A lawyer by profession and a member of the house legal-affairs committee, Mr. Hoshino discovered a never-used clause in Japan's citizenship law saying that a child who has lived in Japan for three years from birth is eligible, at the discretion of the minister of justice, for naturalization.

"Why should we punish babies? They are born innocent," Hoshino said in an interview.

Annette is slated to become the first known case of naturalization under the clause later this year. But the Reeses are still not satisfied.

"Naturalizing these babies is like saying they're not really Japanese," says Mr. Rees.

Undaunted by bureaucracy, the Reeses say they have seen the worst. On one occasion, Mrs. Rees claims she was asked by an official of the Regional Legal Affairs Bureau in Nagano Prefecture, where Komoro is located: "Where are you hiding the mothers? How much are you paying the mothers?"

Rendered speechless, she recalls being warned: "You're going to get in serious trouble with the law because you're not telling the truth."

On another occasion, when Mr. Rees sought the advice of immigration officials in Tokyo on how to get permission to bring Andrew and Annette to the United States, he remembers being told: "These babies should have been aborted. Then you wouldn't have had this problem."

A senior administrator at the Komoro hospital explains that this apparent "lack of compassion" exists to discourage prostitutes from getting pregnant. But he notes that those who do come to his maternity ward appear desperate, shabbily dressed, and unable to afford an abortion (which is legal in Japan).

But the Reeses are not the only foster parents to have come up against a brick wall.

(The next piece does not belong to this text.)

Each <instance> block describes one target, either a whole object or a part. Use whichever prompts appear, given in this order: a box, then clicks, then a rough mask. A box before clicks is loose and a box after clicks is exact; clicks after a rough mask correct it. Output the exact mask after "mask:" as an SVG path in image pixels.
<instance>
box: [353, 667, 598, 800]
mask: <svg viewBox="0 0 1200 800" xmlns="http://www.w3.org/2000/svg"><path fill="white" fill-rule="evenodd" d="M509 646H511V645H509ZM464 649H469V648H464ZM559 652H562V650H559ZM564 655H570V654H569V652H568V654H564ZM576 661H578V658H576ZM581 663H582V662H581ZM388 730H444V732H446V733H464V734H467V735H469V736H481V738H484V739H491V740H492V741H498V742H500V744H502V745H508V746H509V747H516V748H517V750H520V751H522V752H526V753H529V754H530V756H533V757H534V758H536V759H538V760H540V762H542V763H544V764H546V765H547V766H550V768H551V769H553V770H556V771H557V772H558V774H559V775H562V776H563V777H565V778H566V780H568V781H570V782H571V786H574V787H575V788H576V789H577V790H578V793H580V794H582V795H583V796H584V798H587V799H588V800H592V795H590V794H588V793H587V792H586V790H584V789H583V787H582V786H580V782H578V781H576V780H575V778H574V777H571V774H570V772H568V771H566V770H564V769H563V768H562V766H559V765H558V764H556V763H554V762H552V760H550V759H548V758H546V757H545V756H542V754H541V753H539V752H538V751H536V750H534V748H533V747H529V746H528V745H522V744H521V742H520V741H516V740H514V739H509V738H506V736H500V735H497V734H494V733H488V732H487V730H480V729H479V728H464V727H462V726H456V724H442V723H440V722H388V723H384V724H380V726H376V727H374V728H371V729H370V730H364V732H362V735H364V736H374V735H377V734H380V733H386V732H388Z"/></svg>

A US embassy official who asked not to be named is locked in a legal battle simply to register the birth of a stateless baby born last year to a Thai prostitute in a town north of Tokyo. Despite his diplomatic status, the official says he and his wife can only depend on a Japanese lawyer to chew through the red tape and eventually allow him to adopt the baby in the US.

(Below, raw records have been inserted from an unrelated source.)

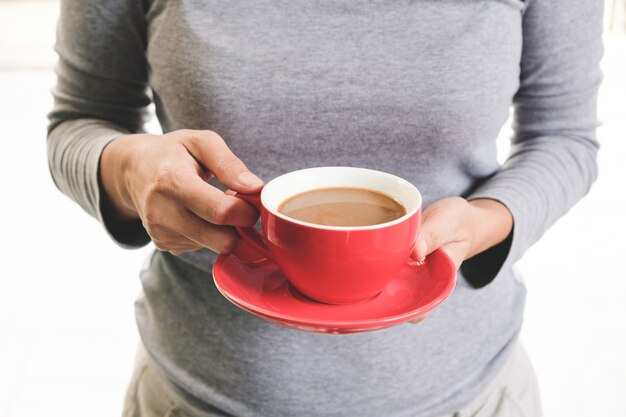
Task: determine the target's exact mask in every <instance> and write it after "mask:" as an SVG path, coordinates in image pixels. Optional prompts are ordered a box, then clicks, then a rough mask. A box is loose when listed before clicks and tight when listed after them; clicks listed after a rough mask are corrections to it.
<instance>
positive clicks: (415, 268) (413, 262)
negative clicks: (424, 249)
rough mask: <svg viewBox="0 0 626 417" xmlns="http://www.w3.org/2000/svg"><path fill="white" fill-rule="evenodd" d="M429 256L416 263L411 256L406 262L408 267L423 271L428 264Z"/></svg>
mask: <svg viewBox="0 0 626 417" xmlns="http://www.w3.org/2000/svg"><path fill="white" fill-rule="evenodd" d="M428 258H429V256H427V257H425V258H424V259H422V260H421V261H416V260H415V259H413V258H411V257H410V256H409V259H407V260H406V263H407V265H409V266H410V267H412V268H415V269H423V268H424V267H425V266H426V262H428Z"/></svg>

In different areas of Japan, the law seems to be applied differently. In a suburb of Osaka, to the southeast, the Rev. Ike Graham says he encountered only cooperative government officials when he applied for Japanese citizenship for his adopted son. They were apparently willing to overlook the fact that the child was born to a Thai prostitute.

Mr. Graham is preparing to take the child home when he moves back to Ohio later this year. The US consulate in Osaka has agreed to grant a visa.

"If a family doesn't take these children, the situation doesn't look good for them. There's really not a lot of compassion shown to them in any way," Graham explains.

But in Saitama Prefecture on the outskirts of Tokyo, Wesley and Julie Hart, an Australian couple, succeeded in finding a Japanese woman who was willing to adopt on paper a half-Thai baby girl, Dannelle.

While this did not make Dannelle a Japanese citizen, it allowed the woman to make the Harts the baby's legal guardians and surrender custody.

The Harts then applied for citizenship for Dannelle at the New Zealand Embassy, as Mrs. Hart is a New Zealand national who holds dual citizenship. The embassy proved far more lenient than its US counterpart, issuing a passport and ending Dannelle's statelessness.

But Mr. Rees says he believes more has to be done for stateless children than can be accomplished by jumping legal and diplomatic hurdles. The focus, he says, should be on the prostitution industry.

"That's where the problem is, in prostitution. We're only taking care of the symptom," he says.